11 - Dos diferentes cenários apresentados, no referido estudo, admite-se que o cenário mais plausível face a realidade do serviço prestado, e da procura do mesmo, será o cenário onde o reembolso é realizado diretamente pela CMPD ao operador, considerando um aumento da receita, mas não de custos, estimando-se uma despesa pública na ordem dos € 46.414,00 (quarenta e seis mil, quatrocentos e catorze euros), até a final do contrato, valor que não considera qualquer compensação pelo tempo médio de recebimento dos valores receita passíveis de redução, já que o modelo de compensação prevê um adiantamento do pagamento da compensação.
12 - Nos termos do disposto no 99.º do Código do Procedimento Administrativo, na versão da sua última alteração pelo Decreto-Lei n.º 11/2023, de 10 de fevereiro, os regulamentos deverão ser previamente avaliados e ponderados os custos benefícios das medidas que aqueles pretendem regulamentar.
Ora no caso em análise é claro o beneficio decorrente da medida objeto da presente proposta de regulamento, desde logo a defesa e salvaguarda dos interesses da população, designadamente no acesso de estudantes e seniores ao transporte público de forma gratuita, mostrando-se como um apoio económico às famílias, neste momento sobrecarregadas com o aumento do custo de vida, e por outro um forte auxilio ao fomento do uso daquele transporte coletivo, em preterição do uso de veículos particulares, trazendo benefícios ambientais e mobilidade sustentável no centro histórico.
Projeto de Regulamento
Considerando que:
A) Em cumprimento do n.º 1, do artigo 98.º, do Código de Procedimento Administrativo, o início do procedimento foi publicitado na Internet, no sítio institucional da Câmara Municipal de Ponta Delgada, com indicação do órgão que decidiu desencadear o procedimento, da data em que o mesmo se iniciou, do seu objeto e da forma e prazo de apresentação de contributos;
B) Ninguém se constituiu como interessado.
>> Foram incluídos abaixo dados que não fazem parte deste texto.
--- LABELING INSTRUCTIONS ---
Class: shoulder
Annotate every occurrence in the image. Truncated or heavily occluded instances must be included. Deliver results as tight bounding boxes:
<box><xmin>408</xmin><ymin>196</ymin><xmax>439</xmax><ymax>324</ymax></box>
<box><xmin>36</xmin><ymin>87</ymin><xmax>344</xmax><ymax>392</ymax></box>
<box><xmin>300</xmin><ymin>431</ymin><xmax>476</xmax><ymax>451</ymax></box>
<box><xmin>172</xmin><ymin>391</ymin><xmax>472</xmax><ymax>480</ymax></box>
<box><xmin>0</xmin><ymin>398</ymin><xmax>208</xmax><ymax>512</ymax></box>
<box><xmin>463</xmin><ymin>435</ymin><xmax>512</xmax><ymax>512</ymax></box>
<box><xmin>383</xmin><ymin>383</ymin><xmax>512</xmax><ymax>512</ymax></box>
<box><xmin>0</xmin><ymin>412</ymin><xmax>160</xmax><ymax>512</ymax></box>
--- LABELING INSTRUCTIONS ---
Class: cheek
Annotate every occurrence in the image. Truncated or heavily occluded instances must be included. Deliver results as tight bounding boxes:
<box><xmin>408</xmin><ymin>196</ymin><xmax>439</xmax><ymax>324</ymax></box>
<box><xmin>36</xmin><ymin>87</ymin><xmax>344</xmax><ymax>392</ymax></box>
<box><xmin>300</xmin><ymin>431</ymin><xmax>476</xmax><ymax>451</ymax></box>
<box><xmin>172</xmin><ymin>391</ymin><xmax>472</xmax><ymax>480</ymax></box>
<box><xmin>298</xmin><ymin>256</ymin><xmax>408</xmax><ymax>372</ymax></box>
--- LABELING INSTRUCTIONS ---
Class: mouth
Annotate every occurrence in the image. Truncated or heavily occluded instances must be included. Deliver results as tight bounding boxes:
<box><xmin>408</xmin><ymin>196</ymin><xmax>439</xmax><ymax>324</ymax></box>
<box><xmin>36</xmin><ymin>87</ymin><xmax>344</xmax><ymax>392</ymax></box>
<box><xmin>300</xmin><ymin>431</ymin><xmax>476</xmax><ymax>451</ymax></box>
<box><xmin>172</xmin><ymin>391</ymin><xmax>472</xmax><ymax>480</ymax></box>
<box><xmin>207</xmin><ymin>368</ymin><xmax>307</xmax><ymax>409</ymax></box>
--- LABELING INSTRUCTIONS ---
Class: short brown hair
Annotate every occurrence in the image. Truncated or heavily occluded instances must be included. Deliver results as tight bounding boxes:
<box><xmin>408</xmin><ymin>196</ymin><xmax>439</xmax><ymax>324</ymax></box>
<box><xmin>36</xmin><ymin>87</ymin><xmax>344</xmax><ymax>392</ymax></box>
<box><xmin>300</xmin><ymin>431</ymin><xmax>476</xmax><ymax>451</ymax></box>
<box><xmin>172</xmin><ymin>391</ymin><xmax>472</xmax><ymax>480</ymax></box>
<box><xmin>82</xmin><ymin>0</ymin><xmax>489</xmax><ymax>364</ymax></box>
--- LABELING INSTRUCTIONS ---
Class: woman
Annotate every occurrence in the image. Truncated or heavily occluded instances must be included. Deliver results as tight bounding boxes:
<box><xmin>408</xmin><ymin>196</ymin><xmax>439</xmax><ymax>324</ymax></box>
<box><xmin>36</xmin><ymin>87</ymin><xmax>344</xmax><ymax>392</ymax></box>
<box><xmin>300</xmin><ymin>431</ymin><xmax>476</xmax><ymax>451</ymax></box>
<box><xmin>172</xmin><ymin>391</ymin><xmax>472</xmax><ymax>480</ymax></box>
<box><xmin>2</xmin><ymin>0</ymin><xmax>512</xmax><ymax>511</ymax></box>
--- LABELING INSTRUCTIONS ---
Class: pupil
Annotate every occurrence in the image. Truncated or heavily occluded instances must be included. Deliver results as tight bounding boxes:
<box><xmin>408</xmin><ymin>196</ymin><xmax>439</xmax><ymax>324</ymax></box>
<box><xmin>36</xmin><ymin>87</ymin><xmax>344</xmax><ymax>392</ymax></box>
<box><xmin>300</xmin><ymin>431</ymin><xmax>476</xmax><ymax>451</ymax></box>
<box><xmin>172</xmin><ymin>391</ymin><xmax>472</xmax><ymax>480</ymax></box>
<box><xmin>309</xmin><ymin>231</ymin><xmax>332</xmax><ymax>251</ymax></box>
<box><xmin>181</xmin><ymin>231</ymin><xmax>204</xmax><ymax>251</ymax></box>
Assim, ao abrigo e nos termos do disposto:
No artigo 3.º, n.º 2, do Regulamento (CE) n.º 1370/2007, do Parlamento Europeu e do Conselho de 23 de outubro de 2007,
No artigo 2.º, n.º 1, b), n.º 2, alíneas e) e f), e n.º 4, e do artigo 25.º, n.º 1, da Lei n.º 10/90, de 17 de março,
Nos artigos 4.º, n.º 2, alíneas c), e) e f), 8.º, n.º 1, 10.º, n.º 2, 23.º, n.os 1 e 2, 38.º a 41.º, inclusive, todos do RJSPTP, aprovado em Anexo à Lei n.º 52/2015, de 9 de junho,
Do previsto no artigo 3.º da Portaria n.º 298/2018, de 19 de novembro,
Do previsto no artigo 11.º do Regulamento n.º 430/2019, de 16 de maio, na redação dada pelo Regulamento n.º 273/2021, de 23 de março,
No exercício das competências próprias relativas ao transporte público de âmbito intermunicipal, nos termos do artigo 6.º do RJSPTP,
e no uso da competência prevista nos artigos 112.º, n.º 7, e 241.º ambos da Constituição da República Portuguesa.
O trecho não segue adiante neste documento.